À época, em consequência da repercussão internacional alcançada pela divulgação do resgate de Sinan Nabir, que nadou da Turquia para a Grécia, um documento conjunto, pedindo a revisão das atuais normas da União Europeia sobre garantia de asilo e uma “justa” distribuição de imigrantes no bloco, foi assinado pela Itália, França e Alemanha. Não são, portanto, apenas os mares a perder de vista, mas também a quantidade de artes, sobretudo cartuns, e de nacionalidades diversas, produzidas a partir das imagens do pequeno Alan feitas por Nilüfer Demir – a divulgação das fotografias fez a hashtag #KiyiyaVuranInsanlik (humanidadelevadapelaságuas) ir para o topo dos trending topics no Twitter. Enquanto isso, agências humanitárias estimam que, ao longo do mês de agosto, pelo menos duas mil pessoas tentaram cruzar a Turquia rumo à Grécia pela rota por mar Bodrum-Kos, a mesma na qual o pequeno Alan perdeu a vida.


Era uma vez...

“A Europa não pode lavar as mãos diante da montanha de cadáveres que estão se acumulando. E também não tem condições – nem políticas nem morais – de sair afundando embarcações e matando emigrantes para impedir que eles acostem. Também não pode devolvê-los aos países de origem, muitas vezes difícil de ser estabelecida e onde não existem mais governos ou autoridades dignas deste nome...”.

Alfredo Valladão
Cientista político brasileiro


Uma vida ora perseguida por covardes e belicosos insanos encapuzados, ora rejeitada por arrogantes de canetas à mão e empoeiradas cartolas, agora – será? – em busca da redenção – não dá mais para só lavar as mãos ou assistir de camarote, a exemplo da hipocrisia dos países árabes-islâmicos ricos: Qatar, Arábia Saudita e Emirados; uma vida tragada pelas ondas – todos os mataram, todos mataram Alan, apesar de não terem puxado o gatilho, pois, tecnicamente, e sem aviso prévio, ele foi morto pelo mar. O mesmo mar que o devolveu à terra e que, na praia, em meio a flocos de espuma, passou a embalá-lo e a afagá-lo até que resgatassem o seu corpo, gélido como a maresia e o orvalho da manhã, compondo, com feições de uma desbotada aquarela, o epílogo de uma breve e triste história, embora quiçá um instrumento para a abertura de novas portas. Portos. Iluminados por uma estrela do mar...


Artes & tal 











O grito de um sobrevivente



Na linha do tempo




In memoriam

Alan Kurdi, 3, e o irmão, Ghalib, 5 (Foto: Cortesia de Tima Kurdi/The Canadian Press via AP)
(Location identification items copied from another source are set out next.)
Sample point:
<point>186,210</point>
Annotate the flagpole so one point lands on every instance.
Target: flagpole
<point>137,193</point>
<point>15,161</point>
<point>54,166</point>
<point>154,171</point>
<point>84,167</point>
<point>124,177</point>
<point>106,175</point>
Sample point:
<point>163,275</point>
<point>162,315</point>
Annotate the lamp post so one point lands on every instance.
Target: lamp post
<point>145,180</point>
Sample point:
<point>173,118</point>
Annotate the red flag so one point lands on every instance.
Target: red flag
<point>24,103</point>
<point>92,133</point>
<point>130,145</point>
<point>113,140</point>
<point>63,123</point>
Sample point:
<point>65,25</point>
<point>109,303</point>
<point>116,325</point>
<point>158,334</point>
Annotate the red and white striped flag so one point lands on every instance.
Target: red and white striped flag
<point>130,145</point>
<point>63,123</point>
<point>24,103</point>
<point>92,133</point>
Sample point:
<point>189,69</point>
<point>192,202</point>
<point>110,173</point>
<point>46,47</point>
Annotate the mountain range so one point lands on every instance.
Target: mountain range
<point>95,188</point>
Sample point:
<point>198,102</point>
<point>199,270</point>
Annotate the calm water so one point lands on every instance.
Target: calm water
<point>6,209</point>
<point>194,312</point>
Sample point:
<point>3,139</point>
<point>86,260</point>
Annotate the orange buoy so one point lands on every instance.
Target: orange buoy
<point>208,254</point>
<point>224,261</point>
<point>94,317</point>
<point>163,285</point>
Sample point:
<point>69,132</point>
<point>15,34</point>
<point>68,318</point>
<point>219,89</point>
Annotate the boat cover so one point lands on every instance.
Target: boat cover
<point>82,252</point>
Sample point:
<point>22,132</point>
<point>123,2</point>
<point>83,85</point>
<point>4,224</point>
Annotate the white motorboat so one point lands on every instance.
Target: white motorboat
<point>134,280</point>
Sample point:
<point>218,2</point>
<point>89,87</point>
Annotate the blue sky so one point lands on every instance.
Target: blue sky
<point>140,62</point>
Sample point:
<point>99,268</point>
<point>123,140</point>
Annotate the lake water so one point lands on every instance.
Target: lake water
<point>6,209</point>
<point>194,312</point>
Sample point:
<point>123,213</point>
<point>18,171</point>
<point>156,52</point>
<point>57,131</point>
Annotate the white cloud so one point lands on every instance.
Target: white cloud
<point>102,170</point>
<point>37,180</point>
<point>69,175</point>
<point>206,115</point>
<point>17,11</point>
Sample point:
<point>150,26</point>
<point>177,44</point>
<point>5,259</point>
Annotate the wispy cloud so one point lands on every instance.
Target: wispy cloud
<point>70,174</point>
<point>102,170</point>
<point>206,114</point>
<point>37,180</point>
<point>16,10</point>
“É tarde demais para salvar a família de Abdullah, mas, por favor, vamos usar a nossa voz coletiva para mudar e exigir que os líderes do mundo tomem decisões para aprovar medidas de emergência para refugiados. Vamos pôr fim a esse sofrimento. Os nossos corações estão partidos...”.

Tima Kurdi 


* Durante alguns dias, a maioria dos veículos internacionais de comunicação publicaram os prenomes dos protagonistas dessa história com a grafia turca, mas, após uma informação dada por Tima Kurid, a correção foi feita pela BBC Brasil, que passou a escrever à maneira síria.


Nathalie Bernardo da Câmara


Atualização: Le Monde/AFP, 8/9/2015
Tensões na ilha grega de Lesbos, a Europa mobiliza-se


Na noite da segunda-feira, 7, diante do iminente anúncio que a Europa fará na quarta, 9, expondo ao mundo a sua solidariedade frente ao fluxo de refugiados sírios, que só aumenta, mais de 15.000 pessoas reuniram-se publicamente em Lesbos. Para as autoridades de Atenas, a situação na maior terceira ilha da Grécia está à beira da explosão. Na quarta, portanto, será anunciada pela Comissão Europeia a repartição de cotas de migrante entre os Estados membros da EU – repartição essa que não é uma unanimidade. De qualquer modo, os países que mais acolherão os refugiados são: Alemanha, França e Espanha. Enquanto isso, além das fronteiras europeias, o aceno acolhedor do Quebec, Chile e Brasil – na sexta, 4, uma corveta da marinha brasileira resgatou 220 refugiados sírios que seguiam para a Itália nas águas do Mediterrâneo.